Zonder mensen geen geschiedenis? Maken de mensen het materiaal voor geschiedenis?
Tiepolo in Würzburg
Nooteboom wil niet bij de (toeristen)massa horen, maar zich één voelen met de lokale bevolking. Hij komt er meerdere keren op terug. Maar hij is nergens thuis.
De steegjes van Venetië zijn als het labyrint van Borges.
Ruinenwert, een typisch Nooteboom ding.
Als ik lees hoe complex het kiezen van de doge van Venetië was, moet ik denk aan de complexiteit van het kiezen van de bondskanselier in Duitsland. Het werd met ooit uitgelegd maar ik kan het niet herhalen.
In de bundel Australïe zijn de reizen van Cees Nooteboom naar Australie, Samoa en Tonga samengebracht.
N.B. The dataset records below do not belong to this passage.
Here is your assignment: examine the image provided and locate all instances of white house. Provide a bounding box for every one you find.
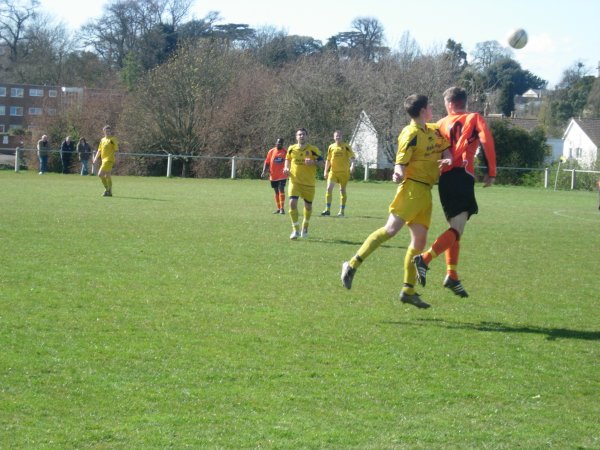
[562,119,600,169]
[350,111,394,169]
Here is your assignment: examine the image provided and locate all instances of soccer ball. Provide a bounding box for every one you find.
[508,28,527,50]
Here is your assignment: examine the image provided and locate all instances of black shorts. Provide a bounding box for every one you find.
[271,178,287,192]
[438,168,479,220]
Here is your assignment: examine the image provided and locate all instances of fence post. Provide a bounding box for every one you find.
[231,156,237,180]
[167,153,173,178]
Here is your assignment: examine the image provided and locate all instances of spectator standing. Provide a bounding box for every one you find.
[60,136,75,173]
[77,138,92,175]
[37,134,50,175]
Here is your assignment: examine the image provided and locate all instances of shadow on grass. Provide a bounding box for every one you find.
[318,214,387,221]
[308,237,406,250]
[112,195,169,202]
[386,319,600,341]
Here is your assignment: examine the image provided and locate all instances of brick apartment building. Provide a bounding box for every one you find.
[0,82,123,154]
[0,83,63,151]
Het maakt voor de lezer van de verhalen van Nooteboom eigenlijk niet uit waar de reis naartoe gaat. Zijn proza leest als poezie. Je vergeet waar je bent, je zit in het hoofd van Nooteboom en hij danst met je door zijn wereld.
De aboriginals zijn de aarde geworden, zegt Nooteboom. Zonder dat hij het expliciet maakt, trekt hij een parallel met de moderne mens die duizenden jaren lang heeft geprobeerd de aarde te veranderen, maar na al die tijd moet concluderen dat het beter is zelf te veranderen.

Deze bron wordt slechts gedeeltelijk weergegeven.